To start off, I defined a few types that are used to represent responses from SIMBAD.

type SimbadObject =
  | S_Galaxy 
  | S_PlanetaryNebula 
  | S_HerbigHaro 
  | S_Star 
  | S_RadioGalaxy
  | S_GalaxyInGroup 
  | S_GalaxyInCluster 
  | S_Unknown of string

type SimbadResponse  = 
  | SimbadValid of SimbadObject
  | SimbadError of string
  | SimbadEmpty

Interpreting the SIMBAD object type responses was a simple exercise of matching strings to the corresponding constructors from the SimbadObject discriminated union.

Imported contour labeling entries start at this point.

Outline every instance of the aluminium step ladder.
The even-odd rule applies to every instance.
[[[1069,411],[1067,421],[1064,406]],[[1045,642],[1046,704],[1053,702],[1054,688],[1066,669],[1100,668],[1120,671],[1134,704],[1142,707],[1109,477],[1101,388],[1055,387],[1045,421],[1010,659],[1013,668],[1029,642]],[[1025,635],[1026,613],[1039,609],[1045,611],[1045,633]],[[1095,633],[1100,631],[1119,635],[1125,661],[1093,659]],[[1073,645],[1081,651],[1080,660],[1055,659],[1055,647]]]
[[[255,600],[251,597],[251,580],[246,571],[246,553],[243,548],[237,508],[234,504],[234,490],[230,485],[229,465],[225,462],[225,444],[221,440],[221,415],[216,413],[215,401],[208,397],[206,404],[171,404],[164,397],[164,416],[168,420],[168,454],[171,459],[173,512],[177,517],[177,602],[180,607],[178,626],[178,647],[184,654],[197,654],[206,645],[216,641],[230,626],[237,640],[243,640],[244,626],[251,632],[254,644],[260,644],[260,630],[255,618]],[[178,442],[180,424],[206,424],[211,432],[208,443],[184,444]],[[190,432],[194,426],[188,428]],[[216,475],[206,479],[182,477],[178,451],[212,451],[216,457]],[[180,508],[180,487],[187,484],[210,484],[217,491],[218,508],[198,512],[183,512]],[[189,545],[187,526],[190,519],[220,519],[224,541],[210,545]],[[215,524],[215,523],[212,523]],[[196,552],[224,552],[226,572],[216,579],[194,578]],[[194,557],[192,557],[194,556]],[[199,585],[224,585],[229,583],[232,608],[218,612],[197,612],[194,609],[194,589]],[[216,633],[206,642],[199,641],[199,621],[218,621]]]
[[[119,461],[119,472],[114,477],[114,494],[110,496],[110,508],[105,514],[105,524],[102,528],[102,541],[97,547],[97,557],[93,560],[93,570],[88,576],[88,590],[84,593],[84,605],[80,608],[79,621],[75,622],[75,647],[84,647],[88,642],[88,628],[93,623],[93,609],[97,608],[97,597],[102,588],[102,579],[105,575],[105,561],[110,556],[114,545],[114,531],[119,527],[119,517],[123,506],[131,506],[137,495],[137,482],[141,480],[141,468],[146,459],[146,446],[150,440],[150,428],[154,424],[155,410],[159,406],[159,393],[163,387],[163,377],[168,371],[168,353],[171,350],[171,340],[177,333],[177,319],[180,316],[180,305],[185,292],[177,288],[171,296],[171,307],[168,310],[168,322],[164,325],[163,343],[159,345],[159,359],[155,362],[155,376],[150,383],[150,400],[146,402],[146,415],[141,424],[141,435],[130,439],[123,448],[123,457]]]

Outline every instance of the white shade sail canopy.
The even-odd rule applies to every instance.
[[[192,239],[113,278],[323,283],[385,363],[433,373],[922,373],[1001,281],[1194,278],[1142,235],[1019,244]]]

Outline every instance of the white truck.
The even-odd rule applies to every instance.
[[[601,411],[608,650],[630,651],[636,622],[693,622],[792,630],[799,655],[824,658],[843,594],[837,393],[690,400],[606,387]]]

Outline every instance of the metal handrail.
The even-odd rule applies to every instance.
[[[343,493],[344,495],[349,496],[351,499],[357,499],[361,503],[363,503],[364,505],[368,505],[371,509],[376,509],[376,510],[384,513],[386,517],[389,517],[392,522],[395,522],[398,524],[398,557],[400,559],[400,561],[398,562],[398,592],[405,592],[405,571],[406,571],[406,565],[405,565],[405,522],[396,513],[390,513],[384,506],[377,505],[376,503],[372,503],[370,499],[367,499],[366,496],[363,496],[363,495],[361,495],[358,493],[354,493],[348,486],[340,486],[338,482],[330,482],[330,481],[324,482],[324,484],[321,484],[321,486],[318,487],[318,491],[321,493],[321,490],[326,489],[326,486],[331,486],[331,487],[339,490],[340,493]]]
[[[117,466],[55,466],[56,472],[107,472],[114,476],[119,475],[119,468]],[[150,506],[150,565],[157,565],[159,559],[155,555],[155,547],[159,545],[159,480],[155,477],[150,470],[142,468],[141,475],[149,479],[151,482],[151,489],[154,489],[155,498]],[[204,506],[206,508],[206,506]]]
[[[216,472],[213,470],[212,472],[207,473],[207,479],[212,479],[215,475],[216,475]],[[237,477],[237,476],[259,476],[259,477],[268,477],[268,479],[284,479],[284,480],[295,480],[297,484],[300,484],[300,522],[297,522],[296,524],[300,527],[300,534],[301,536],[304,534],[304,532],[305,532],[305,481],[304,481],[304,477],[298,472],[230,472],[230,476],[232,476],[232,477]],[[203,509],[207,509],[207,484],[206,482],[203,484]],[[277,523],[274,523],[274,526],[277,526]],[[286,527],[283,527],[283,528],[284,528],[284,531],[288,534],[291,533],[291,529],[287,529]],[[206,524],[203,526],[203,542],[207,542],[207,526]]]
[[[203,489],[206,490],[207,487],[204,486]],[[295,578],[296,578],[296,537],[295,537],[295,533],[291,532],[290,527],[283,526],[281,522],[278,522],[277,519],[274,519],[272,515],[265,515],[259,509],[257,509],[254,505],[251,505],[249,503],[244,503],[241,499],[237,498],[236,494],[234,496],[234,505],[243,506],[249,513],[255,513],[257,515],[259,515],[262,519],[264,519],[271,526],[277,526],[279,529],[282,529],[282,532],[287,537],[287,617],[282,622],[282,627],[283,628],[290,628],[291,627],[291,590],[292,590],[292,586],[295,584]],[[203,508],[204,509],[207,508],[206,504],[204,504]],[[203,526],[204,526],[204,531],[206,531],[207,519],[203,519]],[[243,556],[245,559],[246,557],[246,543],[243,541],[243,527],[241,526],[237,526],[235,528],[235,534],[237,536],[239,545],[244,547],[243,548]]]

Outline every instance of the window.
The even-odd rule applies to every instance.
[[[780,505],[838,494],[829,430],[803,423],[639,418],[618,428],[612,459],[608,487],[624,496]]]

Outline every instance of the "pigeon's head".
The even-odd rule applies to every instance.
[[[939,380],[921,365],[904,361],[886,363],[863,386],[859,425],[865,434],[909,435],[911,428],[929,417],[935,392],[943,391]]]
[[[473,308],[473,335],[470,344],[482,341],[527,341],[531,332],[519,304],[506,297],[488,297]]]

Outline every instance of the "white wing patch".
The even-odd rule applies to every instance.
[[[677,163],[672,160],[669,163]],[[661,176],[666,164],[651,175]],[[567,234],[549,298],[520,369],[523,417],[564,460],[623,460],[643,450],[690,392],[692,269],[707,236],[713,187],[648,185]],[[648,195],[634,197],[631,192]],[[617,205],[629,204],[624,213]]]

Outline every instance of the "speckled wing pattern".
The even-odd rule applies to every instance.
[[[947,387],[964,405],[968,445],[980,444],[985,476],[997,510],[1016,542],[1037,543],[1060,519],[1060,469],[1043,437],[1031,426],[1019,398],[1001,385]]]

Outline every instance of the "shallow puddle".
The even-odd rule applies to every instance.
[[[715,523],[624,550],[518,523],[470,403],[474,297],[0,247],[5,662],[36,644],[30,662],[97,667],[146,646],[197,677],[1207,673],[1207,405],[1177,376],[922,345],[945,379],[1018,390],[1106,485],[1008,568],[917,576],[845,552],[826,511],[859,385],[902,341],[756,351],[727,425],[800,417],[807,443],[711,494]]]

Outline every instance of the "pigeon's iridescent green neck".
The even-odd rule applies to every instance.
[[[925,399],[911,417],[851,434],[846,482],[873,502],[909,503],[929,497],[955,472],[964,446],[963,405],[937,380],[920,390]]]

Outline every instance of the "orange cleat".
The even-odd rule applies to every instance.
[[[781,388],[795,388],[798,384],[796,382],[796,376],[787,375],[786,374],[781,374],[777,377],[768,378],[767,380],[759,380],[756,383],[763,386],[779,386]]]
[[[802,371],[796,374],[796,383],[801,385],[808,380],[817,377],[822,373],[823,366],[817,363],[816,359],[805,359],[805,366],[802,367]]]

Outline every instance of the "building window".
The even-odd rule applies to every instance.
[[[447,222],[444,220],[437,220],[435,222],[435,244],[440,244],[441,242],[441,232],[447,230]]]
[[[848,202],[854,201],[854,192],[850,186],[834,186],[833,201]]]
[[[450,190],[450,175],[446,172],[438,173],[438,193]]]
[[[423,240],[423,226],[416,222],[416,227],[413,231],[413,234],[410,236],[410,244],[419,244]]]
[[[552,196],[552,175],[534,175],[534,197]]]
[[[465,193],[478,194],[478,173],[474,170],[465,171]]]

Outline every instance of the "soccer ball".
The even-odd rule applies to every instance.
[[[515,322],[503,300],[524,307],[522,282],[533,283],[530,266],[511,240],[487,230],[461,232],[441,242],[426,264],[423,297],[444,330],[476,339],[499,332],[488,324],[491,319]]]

let interpret_simbad_objstring s =
  match s with
  | "PN" -> S_PlanetaryNebula
  | "HH" -> S_HerbigHaro
  | "Star" -> S_Star
  | "RadioG" -> S_RadioGalaxy
  | "Galaxy" -> S_Galaxy
  | "GinGroup" -> S_GalaxyInGroup
  | "GinCl" -> S_GalaxyInCluster
  | _ -> S_Unknown s

Before moving on, I needed a few helper functions. The first two exist to safely probe lists to extract either the first or second element. By “safely”, I mean that in the case that a first or second element doesn’t exist, a reasonable value is returned. Specifically, I make use of the usual option type (Maybe for the Haskell crowd).

let getfirst l =
  match l with
  | [] -> None
  | (x::xs) -> Some x

let getsecond l =
  match l with
  | [] -> None
  | (x::xs) -> getfirst xs

I could roll these into a single function, “get_nth”, but as I said, this was a quick exercise and these functions play a minor role in things so I didn’t care much about it. Another utility function that is required is one to take a single string that contains multiple lines and turn it into a list of lines, excluding all empty lines. This function should also be agnostic about line terminators: CR, LF, CR-LF all should work.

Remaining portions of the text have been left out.